I am ignorant of scooters, especially big ones, but don't motorcycles usually handle better than scooters?

ArmyCop
02-24-2005, 21:03
I've heard others who have experiance with scooters say they are easy and fun to ride. One thing is no having to learn to use the clutch and shift. They are automatic.

fnfalman
02-25-2005, 09:10
I tooted around on the old 50-cc Vespas and Lambrettas before and it was really fun. BUT when you're talking about a 250-cc scooter that weighs more than a similarly engined motorcycle and doesn't have the suspension travel and smallish wheels, I can't imagine these things are easy to ride. The automatic transmission makes it easy, but how does one balance something that big and heavy on small wheels? And riding something that big at higher speed without the suspension travel?

Anyway, I am not dogging anybody out. I'm just trying to see the advantage of riding a big scooter over a motorcycle.

gixxer11
02-25-2005, 19:08
Yes, they'll do 75mph, but it's not the easiest 75. I've had one up to 80+ drafting a minivan once. Scooters take a little getting used to if your acustomed to motorcycles, but they're not bad. I would still try and get her to take a class, and talk her into a little more powerful machine (i.e. motorcycle). There is a point when not enough power is just as dangerous as too much, especially in today's traffic. See if the dealer will let you test ride it and decide for yourself. Just to let you know they are a little more "involved" if you try to work on it yourself. There has got to be half a million fasteners that have to be revomed before you can do anything. Plus all that plastic costs ALOT if it goes down. Just a friendly reminder.

NYGunman
03-10-2005, 07:06
I have bought and sold several different scooters on Ebay. The bigger ones are easy to drive and are comfortable. The only bad thing I can say is that they have small tires. The only accident I was in was when I went from the road and into some sand on the side of the road. I would have been OK if I was on a normal motorcycle. Those tiny tires are just not meant for sand.

Texas T
03-10-2005, 07:52
Originally posted by gixxer11
I would still try and get her to take a class, and talk her into a little more powerful machine (i.e. motorcycle). MSF has just started offering scooter specific classes because of the high number of sales of this type of bike. I think there was an article in this month's AMA magazine.

Bandalero
03-10-2005, 08:16
I think it depends on what kind of traveling. If just short hops and around the area, a scooter would be a blast. I'm not so sure about long trips or extensive interstate >70 mph travel.

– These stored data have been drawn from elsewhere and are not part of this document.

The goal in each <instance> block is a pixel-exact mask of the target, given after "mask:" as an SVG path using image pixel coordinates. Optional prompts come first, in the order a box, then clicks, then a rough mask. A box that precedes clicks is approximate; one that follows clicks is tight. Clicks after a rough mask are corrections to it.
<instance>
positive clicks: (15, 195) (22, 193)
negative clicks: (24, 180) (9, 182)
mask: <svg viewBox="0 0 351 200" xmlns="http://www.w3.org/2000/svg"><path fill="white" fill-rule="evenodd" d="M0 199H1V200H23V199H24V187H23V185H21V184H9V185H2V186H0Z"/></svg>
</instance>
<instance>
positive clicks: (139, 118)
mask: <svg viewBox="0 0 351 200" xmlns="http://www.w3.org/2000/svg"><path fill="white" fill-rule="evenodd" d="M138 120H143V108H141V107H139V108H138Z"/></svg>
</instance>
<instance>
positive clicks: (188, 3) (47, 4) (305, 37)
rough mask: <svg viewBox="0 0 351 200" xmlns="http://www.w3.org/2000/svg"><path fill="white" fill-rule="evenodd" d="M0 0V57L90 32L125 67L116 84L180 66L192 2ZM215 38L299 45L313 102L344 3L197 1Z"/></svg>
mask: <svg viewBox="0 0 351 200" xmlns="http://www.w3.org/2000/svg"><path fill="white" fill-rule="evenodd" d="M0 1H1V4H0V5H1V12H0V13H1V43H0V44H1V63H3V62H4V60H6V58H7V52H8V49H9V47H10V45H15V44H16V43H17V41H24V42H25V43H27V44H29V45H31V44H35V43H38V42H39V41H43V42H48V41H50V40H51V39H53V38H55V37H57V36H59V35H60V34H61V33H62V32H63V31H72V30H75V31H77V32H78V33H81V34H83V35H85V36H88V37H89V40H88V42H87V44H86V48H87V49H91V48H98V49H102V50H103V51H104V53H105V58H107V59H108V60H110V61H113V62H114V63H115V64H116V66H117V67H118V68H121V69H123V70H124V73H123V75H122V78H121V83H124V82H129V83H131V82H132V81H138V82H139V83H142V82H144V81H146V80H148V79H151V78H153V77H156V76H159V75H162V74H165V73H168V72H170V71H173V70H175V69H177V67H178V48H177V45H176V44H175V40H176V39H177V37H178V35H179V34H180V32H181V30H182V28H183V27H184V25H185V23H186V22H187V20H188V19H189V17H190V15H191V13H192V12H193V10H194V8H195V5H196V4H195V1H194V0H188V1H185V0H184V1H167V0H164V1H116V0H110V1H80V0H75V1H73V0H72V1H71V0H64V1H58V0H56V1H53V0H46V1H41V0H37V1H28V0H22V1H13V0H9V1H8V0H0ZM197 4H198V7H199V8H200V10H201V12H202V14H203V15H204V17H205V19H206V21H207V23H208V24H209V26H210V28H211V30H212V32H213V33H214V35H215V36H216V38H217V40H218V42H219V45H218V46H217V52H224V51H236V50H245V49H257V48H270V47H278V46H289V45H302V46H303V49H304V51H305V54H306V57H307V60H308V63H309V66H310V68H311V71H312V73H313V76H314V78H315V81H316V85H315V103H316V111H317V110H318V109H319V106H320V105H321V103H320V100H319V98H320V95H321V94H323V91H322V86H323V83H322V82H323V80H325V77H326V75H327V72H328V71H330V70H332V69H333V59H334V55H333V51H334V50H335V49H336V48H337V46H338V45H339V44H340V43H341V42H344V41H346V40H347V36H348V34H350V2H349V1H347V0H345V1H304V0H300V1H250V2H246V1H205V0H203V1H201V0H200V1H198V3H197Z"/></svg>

I had no previous motorcycle experience and last year took the MSF course on a Honda Rebel 250. I own a 1995 Virago 535 (which cost me $2,000). The 535 has all the easy handling, lightness, and nimbleness of the Rebel, but can do highway speeds for long periods in relative comfort. It has a low seat height also.

But there is more to consider, i.e., shifting. Maybe she can take the MSF course on their 250s and see how she feels.